Some have put this question to Massachusetts Peace Action, following the formation last year of its Working Group on Palestine/Israel. But perhaps it is better addressed to the 351 congressional cosponsors of H.R. 938 – the “United States-Israel Strategic Partnership Act of 2013 (USISPA)”, a bill that “singles out” Israel as no other does.
H.R. 938 was one of two House measures that topped the lobbying agenda of the American Israel Public Affairs Committee (AIPAC) last year. On March 5, 2013, AIPAC delegates went to Capitol Hill to lobby their respective representatives on behalf of USISPA. On March 6, H.R. 938 had 39 cosponsors, Massachusetts Reps. (now Senator) Ed Markey and Bill Keating among them. Reps. Joe Kennedy III and Richard Neal signed on three months later, and in January 2014, the House Foreign Affairs Committee approved the measure unanimously.
U.S. presidents may hail our “special relationship” with Britain, and our “incredible bond” with France, but neither is codified into law, the way a “Major Strategic Partner” may be – once H.R. 938 is reconciled with companion legislation in the Senate. At that point, Israel will be the “Major Strategic Partner” of the United States.

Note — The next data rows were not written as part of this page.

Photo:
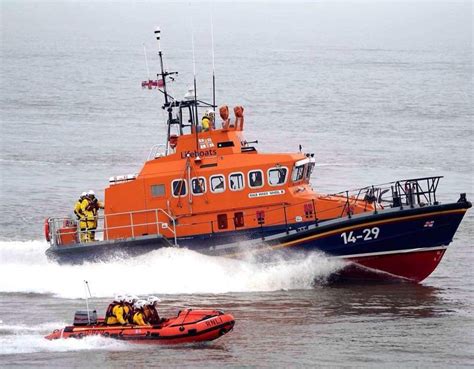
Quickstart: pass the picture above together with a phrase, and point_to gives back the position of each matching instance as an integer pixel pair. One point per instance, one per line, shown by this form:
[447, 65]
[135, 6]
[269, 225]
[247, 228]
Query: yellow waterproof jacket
[88, 214]
[78, 210]
[206, 122]
[118, 313]
[138, 318]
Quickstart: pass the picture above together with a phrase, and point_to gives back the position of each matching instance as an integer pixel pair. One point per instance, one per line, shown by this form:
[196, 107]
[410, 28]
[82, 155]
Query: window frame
[303, 172]
[263, 178]
[210, 183]
[243, 181]
[158, 185]
[279, 184]
[185, 188]
[192, 187]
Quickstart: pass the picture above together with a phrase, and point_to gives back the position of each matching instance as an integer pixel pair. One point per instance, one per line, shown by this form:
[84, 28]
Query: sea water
[378, 91]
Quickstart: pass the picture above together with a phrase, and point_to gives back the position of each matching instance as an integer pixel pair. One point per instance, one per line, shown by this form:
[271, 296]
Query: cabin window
[157, 190]
[217, 183]
[239, 219]
[309, 171]
[178, 187]
[236, 181]
[256, 179]
[277, 176]
[298, 173]
[198, 185]
[222, 221]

USISPA changes the schedule for Presidential certification that U.S. military aid gives Israel a “Qualitative Military Edge” from every four years to every two. It calls for “assistance…for the enhancement of” more advanced weaponry, including interceptor missile systems. The Administration’s 2014 budget allotted $96 million for this purpose; Congress tripled the amount to $284 million in December. But even this sum is small change, funded under the U.S. Missile Defense Agency’s “Israeli Cooperative Program,” which is a separate stream from Foreign Military Financing (FMF). FMF expenditures for Israel will be $3.1 billion this year ? part of a $30 billion, 10-year package (to be followed by $40 billion in FY 2019-28).

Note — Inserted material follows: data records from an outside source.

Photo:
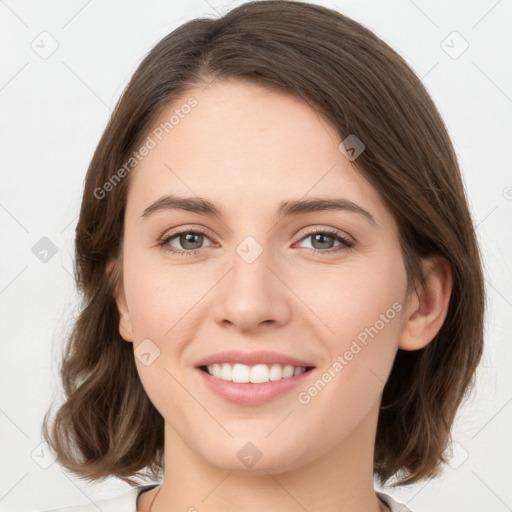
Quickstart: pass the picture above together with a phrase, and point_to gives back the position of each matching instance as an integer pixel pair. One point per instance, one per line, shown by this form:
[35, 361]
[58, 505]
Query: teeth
[256, 374]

Having received $234 billion in direct aid since 1948, plus $19 billion in financial guarantees, Israel ranks as the largest cumulative recipient of U.S. foreign aid since World War II.
At least 40 U.S. charities collected more than $200 million in tax-deductible gifts for settlements in the West Bank and East Jerusalem during 2000-2010. The Jewish National Fund – which owns about 13% of all land in Israel – is a tax-exempt U.S. charity collecting $60 million annually, even though, according to the U.S. State Department, it “does not allow land it owns to be leased or sold to non-Jews.” Thus money that might otherwise flow to the U.S. Treasury subsidizes an occupation illegal under international law and land transactions that would be illegal if conducted in the United States.
Other vital “aid” can’t be measured in money: the protection of 45 Security Council vetoes, U.S. de-funding of UNESCO because it admitted Palestine as a member, and congressional threats to defund other UN agencies that extend membership to Palestine.
Given these many ways our government “singles out” Israel, is it surprising that U.S. peace activists are taking an increasingly critical view of how our Major Strategic Partner makes use of American largesse?